Given that I’ve stared at this introductory paragraph for over 10 minutes with tons of edits and very little progress, “communicating effectively” can be tough work! That’s probably where the Common Core State Standards (CCSS) are trying to help. The framework (per page 7 of CCSS ELA intro.) emphasizes self-directed learning, critical thinking, evidence based reasoning, digital literacy, and the ability to express ideas into a globally competitive workplace.

Sounds good so far, right?

Well, educational philosophies are a hot button issue.

Debates on whether CCSS are nationalizing education, taking autonomy away from the states, or hampering our creative liberty, are all being debated in the press. I read some of these arguments over the weekend, and calibrated those views with the limitations laid out on page 6 of CCSS (“What is not covered by the standards”), and concluded that at the very least, a universal framework in the U.S. (and even world) can be a useful tool to get parents, teachers, AND app developers communicating progressively together about education.

I’m going to get started by encouraging educational app developers to take a look at where their app intersects with the CCSS. And would you believe, there is an APP FOR THAT? Yes, it’s called the Common Core and it’s a free download on the App Store. So you can take this app, and navigate around the standards to see where you match.

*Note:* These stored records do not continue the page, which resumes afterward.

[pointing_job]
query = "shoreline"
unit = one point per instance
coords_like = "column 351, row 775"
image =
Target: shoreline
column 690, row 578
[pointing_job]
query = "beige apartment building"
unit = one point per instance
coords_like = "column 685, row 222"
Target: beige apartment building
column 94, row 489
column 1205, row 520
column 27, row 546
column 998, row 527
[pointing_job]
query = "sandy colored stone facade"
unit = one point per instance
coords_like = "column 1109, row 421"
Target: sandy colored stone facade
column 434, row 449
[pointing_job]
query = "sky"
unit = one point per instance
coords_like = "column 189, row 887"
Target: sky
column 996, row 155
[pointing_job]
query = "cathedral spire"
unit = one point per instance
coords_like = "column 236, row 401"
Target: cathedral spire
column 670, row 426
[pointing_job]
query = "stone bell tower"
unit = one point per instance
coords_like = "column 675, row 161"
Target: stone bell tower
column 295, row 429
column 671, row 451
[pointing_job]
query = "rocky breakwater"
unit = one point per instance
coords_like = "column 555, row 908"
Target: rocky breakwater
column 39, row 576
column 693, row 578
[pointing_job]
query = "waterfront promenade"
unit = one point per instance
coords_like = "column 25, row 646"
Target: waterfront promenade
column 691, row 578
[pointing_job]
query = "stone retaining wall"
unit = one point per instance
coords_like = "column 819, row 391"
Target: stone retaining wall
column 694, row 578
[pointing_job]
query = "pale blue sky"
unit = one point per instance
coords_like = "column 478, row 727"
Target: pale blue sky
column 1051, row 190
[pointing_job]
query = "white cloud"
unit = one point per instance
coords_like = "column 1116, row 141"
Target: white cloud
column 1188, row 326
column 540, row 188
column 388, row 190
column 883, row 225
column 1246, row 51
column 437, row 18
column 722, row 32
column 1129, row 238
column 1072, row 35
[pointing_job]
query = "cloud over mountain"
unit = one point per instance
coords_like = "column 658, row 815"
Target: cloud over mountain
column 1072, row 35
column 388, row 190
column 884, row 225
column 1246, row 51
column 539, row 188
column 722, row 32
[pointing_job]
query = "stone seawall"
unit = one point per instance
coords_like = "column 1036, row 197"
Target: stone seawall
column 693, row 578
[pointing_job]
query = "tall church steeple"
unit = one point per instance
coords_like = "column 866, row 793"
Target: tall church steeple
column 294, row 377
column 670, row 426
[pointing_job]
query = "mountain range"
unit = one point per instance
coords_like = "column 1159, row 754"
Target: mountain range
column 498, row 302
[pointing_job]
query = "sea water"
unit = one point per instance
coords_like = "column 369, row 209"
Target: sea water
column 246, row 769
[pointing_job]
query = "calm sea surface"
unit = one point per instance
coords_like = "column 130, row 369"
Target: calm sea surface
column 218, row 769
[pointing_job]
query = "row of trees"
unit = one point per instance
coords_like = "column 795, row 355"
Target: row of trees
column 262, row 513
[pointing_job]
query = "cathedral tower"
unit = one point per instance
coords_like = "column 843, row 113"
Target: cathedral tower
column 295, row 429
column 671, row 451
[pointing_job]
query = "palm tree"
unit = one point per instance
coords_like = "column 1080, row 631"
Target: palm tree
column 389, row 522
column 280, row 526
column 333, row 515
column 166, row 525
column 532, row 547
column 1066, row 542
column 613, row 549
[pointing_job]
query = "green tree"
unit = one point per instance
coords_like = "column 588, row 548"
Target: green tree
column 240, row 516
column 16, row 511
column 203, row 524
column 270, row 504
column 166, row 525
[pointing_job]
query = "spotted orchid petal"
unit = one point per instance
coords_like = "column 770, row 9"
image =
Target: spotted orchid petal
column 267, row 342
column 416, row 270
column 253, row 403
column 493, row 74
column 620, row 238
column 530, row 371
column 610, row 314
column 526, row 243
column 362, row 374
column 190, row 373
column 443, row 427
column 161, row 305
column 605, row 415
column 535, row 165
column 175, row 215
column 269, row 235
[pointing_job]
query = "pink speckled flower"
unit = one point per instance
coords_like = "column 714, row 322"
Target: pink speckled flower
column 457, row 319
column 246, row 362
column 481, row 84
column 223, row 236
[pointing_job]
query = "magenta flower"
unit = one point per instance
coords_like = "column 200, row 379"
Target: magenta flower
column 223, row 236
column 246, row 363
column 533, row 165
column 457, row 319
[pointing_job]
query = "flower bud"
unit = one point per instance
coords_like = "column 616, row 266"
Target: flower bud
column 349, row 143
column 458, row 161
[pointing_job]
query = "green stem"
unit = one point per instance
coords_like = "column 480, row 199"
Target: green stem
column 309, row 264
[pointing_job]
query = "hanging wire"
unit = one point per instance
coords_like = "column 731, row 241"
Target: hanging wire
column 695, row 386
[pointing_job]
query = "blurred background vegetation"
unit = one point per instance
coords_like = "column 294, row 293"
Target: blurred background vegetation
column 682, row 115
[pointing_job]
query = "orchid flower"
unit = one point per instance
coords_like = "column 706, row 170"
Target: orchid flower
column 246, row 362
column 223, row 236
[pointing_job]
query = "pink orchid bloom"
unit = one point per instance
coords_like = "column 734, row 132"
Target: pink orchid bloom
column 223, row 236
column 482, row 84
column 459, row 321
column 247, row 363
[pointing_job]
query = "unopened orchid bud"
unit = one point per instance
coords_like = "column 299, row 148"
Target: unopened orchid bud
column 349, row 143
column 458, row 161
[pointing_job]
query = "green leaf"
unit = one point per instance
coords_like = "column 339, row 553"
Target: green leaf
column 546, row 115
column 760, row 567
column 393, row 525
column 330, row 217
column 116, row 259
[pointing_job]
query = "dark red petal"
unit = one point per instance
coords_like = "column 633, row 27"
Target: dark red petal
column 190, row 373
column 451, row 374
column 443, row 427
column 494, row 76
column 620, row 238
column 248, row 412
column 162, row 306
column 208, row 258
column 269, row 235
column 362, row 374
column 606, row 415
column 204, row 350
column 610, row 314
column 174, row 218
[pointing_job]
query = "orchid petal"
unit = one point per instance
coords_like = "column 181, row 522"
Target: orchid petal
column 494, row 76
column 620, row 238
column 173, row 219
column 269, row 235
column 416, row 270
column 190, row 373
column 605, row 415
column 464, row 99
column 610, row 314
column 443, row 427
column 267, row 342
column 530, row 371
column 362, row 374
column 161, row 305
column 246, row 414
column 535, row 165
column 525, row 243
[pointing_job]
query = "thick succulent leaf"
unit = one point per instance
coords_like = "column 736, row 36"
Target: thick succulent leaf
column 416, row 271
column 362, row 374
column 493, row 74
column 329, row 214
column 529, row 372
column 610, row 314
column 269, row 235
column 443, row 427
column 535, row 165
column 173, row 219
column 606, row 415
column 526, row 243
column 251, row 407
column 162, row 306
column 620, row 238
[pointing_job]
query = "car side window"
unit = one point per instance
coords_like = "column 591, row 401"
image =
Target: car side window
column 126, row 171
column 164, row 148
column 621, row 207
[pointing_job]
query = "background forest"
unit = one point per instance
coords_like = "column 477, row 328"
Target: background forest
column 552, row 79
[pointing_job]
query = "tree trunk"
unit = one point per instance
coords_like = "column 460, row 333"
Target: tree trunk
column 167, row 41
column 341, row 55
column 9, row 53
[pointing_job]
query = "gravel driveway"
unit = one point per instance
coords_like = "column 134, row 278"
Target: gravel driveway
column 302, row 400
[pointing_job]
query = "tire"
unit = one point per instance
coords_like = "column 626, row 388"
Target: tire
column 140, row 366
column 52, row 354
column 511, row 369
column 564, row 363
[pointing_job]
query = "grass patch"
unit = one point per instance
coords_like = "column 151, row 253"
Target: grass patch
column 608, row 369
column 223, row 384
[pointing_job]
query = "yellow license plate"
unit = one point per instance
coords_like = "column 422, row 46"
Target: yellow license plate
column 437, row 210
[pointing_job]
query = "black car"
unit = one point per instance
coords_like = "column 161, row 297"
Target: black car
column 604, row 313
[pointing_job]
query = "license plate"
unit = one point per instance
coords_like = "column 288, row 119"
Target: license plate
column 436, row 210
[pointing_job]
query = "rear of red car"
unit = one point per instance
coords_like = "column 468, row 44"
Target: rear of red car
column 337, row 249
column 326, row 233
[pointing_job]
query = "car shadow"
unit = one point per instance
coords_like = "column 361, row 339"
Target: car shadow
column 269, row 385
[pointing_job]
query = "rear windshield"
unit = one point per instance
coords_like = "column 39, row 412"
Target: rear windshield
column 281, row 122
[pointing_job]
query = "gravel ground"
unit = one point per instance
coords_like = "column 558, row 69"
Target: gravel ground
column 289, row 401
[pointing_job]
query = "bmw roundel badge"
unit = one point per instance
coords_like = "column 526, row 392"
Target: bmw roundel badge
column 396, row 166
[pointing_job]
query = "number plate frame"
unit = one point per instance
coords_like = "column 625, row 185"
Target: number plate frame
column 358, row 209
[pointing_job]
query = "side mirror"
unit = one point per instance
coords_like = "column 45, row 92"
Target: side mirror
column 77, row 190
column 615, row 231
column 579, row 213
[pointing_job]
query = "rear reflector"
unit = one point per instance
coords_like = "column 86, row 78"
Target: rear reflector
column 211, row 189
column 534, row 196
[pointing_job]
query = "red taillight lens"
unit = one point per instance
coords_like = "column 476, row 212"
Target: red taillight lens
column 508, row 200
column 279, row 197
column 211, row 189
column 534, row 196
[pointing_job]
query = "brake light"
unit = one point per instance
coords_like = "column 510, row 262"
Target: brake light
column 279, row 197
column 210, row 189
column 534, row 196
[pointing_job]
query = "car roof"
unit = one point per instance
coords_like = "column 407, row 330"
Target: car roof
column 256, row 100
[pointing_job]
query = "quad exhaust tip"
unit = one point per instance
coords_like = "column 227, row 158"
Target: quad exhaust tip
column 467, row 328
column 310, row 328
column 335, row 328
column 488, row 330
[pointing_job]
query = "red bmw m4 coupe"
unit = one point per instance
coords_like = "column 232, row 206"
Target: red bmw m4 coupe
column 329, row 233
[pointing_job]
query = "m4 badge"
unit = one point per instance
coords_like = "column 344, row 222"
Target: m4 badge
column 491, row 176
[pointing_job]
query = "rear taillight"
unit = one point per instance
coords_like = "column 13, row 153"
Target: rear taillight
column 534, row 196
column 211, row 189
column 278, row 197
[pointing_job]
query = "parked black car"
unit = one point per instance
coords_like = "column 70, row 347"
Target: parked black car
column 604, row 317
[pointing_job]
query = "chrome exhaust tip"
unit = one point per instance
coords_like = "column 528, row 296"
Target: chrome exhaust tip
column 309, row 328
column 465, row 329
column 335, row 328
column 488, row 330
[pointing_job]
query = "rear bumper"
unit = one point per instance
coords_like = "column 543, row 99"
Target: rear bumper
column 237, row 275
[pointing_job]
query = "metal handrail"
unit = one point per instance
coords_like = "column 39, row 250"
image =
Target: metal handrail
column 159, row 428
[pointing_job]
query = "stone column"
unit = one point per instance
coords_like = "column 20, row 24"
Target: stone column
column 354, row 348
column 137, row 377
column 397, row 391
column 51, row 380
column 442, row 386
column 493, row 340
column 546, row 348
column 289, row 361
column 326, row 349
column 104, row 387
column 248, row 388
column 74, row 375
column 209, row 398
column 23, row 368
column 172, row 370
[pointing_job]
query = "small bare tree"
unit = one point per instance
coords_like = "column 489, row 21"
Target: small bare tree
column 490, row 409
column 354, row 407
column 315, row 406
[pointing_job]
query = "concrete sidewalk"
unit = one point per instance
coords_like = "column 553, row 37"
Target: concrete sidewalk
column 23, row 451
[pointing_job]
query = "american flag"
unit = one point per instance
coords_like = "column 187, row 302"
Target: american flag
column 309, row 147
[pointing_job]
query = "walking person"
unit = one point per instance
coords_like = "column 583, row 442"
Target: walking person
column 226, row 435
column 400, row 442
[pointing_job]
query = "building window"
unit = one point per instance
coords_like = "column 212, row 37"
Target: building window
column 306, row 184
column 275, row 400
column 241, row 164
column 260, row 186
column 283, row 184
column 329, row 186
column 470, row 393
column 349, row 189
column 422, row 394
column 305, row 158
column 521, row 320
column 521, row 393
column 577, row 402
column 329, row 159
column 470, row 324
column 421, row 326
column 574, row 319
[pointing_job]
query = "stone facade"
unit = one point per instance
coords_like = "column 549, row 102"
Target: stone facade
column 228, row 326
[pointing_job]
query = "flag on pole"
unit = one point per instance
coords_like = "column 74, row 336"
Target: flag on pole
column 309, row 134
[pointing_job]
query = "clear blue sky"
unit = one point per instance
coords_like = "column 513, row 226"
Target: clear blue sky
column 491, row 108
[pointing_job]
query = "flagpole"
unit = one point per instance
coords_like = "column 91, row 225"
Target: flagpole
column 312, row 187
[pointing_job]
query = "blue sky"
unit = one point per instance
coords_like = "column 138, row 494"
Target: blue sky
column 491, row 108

For the K-5 grade levels, which represent the majority of content I’m familiar with at Moms With Apps, here are the major categories I observed:

  • Reading (Literature, Informational Text, Foundational Skills)
  • Writing
  • Speaking and Listening
  • Language
  • Counting & Cardinality
  • Operations & Algebraic Thinking
  • Number & Operations in Base Ten
  • Number & Operations – Fractions
  • Measurement & Data
  • Geometry

OK, so what about science, art, music, history, geography, and all of those wonderful bodies of knowledge? I believe, if I’m reading this correctly, that the K-5 level teachers incorporate those disciplines based on the curriculum they choose to use at their school, so those subjects would be integrated throughout the year with rich tasks. But I’m not an expert; I just picked up this document over the weekend, and would welcome input from educators familiar with the material.

For app developers, I wouldn’t take the absence of specific subjects like “art” or “music” too literally. If you have a drawing app with a blank screen of paper, and it can be used to practice writing letters, then read the standards for writing, speaking, or language to find out where your app excels (HINT: Look at K.W.6 and K.SL.5) Overall, I see a LOT of correlation between many of the letter writing and alphabet apps, and the “Foundational Skills” section of the reading standards.

I’m eager to explore this framework together, and I hope you are too. If we have a questions about if and where the app fits, it’s a valid excuse to stop a local teacher in the hallway to discuss your app. It’s almost summer and the kids are out of the classroom – which could be a great time to demo your creation to the teachers.